Spot gold was down 0.3% at $1,760.53 an ounce by 0533 GMT. Bullion hit its highest level since July 6 at $1,767.79, hitting Friday.
U.S. gold futures fell 0.3% to $1,776.50 an ounce.
“The USD is in a slump, pushing gold higher. Expectations are converging around a rapidly slowing economy and pointing to less aggressive tightening,” said Stephen Innes, managing partner at SPI Asset Management.
Traders currently estimate a 31% chance it will maintain its current rate of 75 basis points hike at its next meeting in September, with a 69% chance of a smaller half-point hike.
The dollar was at a three-week low against its rivals as greenback-held gold became less expensive for other currency holders. [USD/]

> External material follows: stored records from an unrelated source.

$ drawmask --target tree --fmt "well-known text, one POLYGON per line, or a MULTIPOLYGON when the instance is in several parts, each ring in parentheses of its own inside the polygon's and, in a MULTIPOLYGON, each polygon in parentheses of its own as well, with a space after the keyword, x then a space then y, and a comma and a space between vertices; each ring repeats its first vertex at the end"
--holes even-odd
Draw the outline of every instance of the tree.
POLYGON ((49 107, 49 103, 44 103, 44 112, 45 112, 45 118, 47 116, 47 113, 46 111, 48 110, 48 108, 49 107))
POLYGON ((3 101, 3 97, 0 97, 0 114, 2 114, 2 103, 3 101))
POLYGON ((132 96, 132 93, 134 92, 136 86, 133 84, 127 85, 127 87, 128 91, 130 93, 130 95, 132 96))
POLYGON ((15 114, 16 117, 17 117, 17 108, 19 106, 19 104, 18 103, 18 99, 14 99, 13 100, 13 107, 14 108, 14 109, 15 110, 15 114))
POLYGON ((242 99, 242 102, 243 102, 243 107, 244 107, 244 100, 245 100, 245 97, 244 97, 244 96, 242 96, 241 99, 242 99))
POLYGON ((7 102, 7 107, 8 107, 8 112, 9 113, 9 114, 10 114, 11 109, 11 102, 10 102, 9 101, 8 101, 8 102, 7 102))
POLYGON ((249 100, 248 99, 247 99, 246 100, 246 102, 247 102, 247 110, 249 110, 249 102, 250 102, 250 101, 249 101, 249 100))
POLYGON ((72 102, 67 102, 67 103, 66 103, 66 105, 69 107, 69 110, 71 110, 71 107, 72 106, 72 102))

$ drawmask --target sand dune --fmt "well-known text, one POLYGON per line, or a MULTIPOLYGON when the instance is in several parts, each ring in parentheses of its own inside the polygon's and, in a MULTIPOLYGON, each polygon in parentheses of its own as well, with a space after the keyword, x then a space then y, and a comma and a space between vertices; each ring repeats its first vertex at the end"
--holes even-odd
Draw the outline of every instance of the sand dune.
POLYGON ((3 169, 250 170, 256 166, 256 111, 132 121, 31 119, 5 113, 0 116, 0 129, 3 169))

Gains in the precious metal were capped by the benchmark 10-year Treasury yield in the US, which moved from a four-month low. [USD/] [US/]
Gold posted its biggest weekly gain since March amid speculation the central bank will slow the pace of rate hikes as the US economy slows, ANZ analysts said in a note.
Attention will now turn to Friday’s expected monthly US jobs report, which will influence the central bank’s blueprint for fighting inflation.
Meanwhile, shares of the SPDR Gold Trust, the world’s largest gold-based exchange-traded fund, rose 0.06% to 1,005.87 mt on Friday. [GOL/ETF]
Disappointing Chinese economic data fueled investors’ appetite for riskier assets. [MKTS/GLOB]
On the technical front, spot gold is facing strong resistance at $1,770 an ounce at $1,756 an ounce, according to Reuters technical analyst Wang Tao. [TECH/C]
Elsewhere, spot silver fell 0.9% to $20.13 an ounce, platinum fell 0.7% to $890.52 and palladium fell 1.6% to $2,093.71.